Amaral, Adelaide

[N. Ponta Delgada, 18.8.1837- m. Rio de Janeiro, 13.9.1899] Actriz luso-brasileira. Aos 7 anos de idade emigrou para o Brasil (1844), fixando-se no Rio de Janeiro. Nesta cidade viveu depois quase sempre. Também passou temporadas no Recife e em Porto Alegre, que, depois do Rio de Janeiro, eram, nessa altura (2.ª metade do século xix), as cidades do Brasil com vida literária e teatral mais intensa. Foi casada com o actor Pedro Joaquim da Silva Amaral, cujo apelido adoptou.

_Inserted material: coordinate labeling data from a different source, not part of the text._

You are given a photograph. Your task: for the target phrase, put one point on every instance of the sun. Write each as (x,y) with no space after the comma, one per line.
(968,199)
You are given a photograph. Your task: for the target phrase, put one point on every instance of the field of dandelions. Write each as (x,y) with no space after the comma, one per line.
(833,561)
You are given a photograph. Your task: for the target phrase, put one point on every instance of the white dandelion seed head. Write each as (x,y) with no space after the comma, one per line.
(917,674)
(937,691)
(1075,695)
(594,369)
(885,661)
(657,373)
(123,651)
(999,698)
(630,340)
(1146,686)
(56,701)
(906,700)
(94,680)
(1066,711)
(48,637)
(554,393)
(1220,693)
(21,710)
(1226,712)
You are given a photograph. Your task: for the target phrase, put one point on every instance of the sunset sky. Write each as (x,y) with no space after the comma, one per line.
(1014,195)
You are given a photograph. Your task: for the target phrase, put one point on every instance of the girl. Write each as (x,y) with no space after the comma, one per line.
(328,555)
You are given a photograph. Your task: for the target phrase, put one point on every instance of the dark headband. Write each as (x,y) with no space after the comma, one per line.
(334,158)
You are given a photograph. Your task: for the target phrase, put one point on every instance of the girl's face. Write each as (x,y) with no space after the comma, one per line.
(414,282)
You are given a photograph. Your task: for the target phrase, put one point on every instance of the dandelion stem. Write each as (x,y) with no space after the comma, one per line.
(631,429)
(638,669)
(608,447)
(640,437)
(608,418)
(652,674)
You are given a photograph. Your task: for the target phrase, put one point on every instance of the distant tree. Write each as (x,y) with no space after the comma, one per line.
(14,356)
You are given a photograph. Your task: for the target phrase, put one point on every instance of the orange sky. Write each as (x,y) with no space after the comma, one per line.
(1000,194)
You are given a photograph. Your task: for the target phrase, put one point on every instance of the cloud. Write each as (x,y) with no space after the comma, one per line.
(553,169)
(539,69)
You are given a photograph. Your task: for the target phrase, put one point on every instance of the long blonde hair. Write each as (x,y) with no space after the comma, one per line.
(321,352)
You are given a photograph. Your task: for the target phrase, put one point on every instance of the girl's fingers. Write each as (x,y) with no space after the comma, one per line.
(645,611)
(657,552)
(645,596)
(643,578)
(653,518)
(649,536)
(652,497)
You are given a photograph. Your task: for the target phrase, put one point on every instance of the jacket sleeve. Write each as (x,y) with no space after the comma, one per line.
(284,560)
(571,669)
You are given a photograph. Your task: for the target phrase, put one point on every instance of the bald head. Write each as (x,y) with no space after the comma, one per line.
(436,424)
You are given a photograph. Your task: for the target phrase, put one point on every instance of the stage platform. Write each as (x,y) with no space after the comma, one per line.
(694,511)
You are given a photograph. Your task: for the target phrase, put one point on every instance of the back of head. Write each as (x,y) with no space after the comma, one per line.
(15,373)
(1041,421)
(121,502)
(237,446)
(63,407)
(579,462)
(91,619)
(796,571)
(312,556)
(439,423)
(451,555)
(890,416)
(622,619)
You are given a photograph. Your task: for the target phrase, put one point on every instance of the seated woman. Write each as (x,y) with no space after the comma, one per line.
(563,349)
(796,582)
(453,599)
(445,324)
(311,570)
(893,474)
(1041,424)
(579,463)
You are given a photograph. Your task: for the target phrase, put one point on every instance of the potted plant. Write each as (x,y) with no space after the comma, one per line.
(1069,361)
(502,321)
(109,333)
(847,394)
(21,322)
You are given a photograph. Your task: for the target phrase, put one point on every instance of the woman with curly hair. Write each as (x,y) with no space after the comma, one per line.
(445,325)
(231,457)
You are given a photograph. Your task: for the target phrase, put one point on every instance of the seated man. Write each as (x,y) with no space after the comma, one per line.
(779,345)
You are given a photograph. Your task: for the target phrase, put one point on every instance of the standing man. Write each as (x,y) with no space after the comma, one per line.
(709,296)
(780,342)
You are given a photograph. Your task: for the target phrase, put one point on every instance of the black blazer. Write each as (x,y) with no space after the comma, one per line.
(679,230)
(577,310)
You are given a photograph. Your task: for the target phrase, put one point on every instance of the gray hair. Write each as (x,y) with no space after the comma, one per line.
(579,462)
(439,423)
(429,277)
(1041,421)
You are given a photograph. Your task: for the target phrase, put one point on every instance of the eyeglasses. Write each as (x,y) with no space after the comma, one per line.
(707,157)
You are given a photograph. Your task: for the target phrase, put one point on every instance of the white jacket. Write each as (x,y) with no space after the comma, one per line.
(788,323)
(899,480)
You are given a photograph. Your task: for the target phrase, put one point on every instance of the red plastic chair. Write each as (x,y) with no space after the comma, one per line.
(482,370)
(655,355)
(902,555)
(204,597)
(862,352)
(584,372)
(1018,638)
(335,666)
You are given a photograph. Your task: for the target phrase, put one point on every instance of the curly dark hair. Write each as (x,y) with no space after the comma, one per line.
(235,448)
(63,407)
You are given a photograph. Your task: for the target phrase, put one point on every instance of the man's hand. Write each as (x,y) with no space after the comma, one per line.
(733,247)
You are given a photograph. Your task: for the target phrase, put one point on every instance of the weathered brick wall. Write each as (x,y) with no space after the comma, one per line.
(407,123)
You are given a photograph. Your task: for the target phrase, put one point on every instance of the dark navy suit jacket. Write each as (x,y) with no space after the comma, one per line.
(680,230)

Estreou-se pelo meado dos anos 50, quando a tragédia clássica e o dramalhão histórico ultra-romântico já começavam a ceder lugar nos palcos brasileiros ao drama de casaca - o teatro de actualidade -, talhado por um figurino importado directamente de Paris em traduções de Dumas Filho, Sardou, Augier, Scribe, etc., a que Pinheiro Guimarães, com a sua História de uma Moça Rica (1861), Sizenando Nabuco, com O Cínico (1861), França Jr., com Tipos de Actualidade (1862), etc., deram rosto brasileiro, escrevendo dramas e comédias inspirados na realidade social brasileira da época. Adelaide Amaral deixou o nome ligado a este movimento renovador do teatro no Brasil, interpretando com enorme êxito os papéis das protagonistas das peças atrás referidas e de outras da mesma escola. Por esse tempo, com pouco mais de 20 anos, já era considerada pela crítica e pelo público uma das maiores comediantes do Brasil. A sua rivalidade com a actriz Eugénia Câmara, também de origem portuguesa, alvoroçou em 1865 as noites do Teatro Santa Isabel, do Recife, e deu origem a uma famosa pugna literária entre os poetas Castro Alves, por Eugénia Câmara, e Tobias Barreto, por Adelaide Amaral. Ainda assistiu ao triunfo do realismo na cena brasileira (último quarto de Oitocentos), acabando os seus dias pelo final do século, quando o público já começava a virar as costas ao drama e à comédia realistas para aplaudir a revista, a opereta, a mágica e outro teatro de divertimento. Eduíno de Jesus (1998)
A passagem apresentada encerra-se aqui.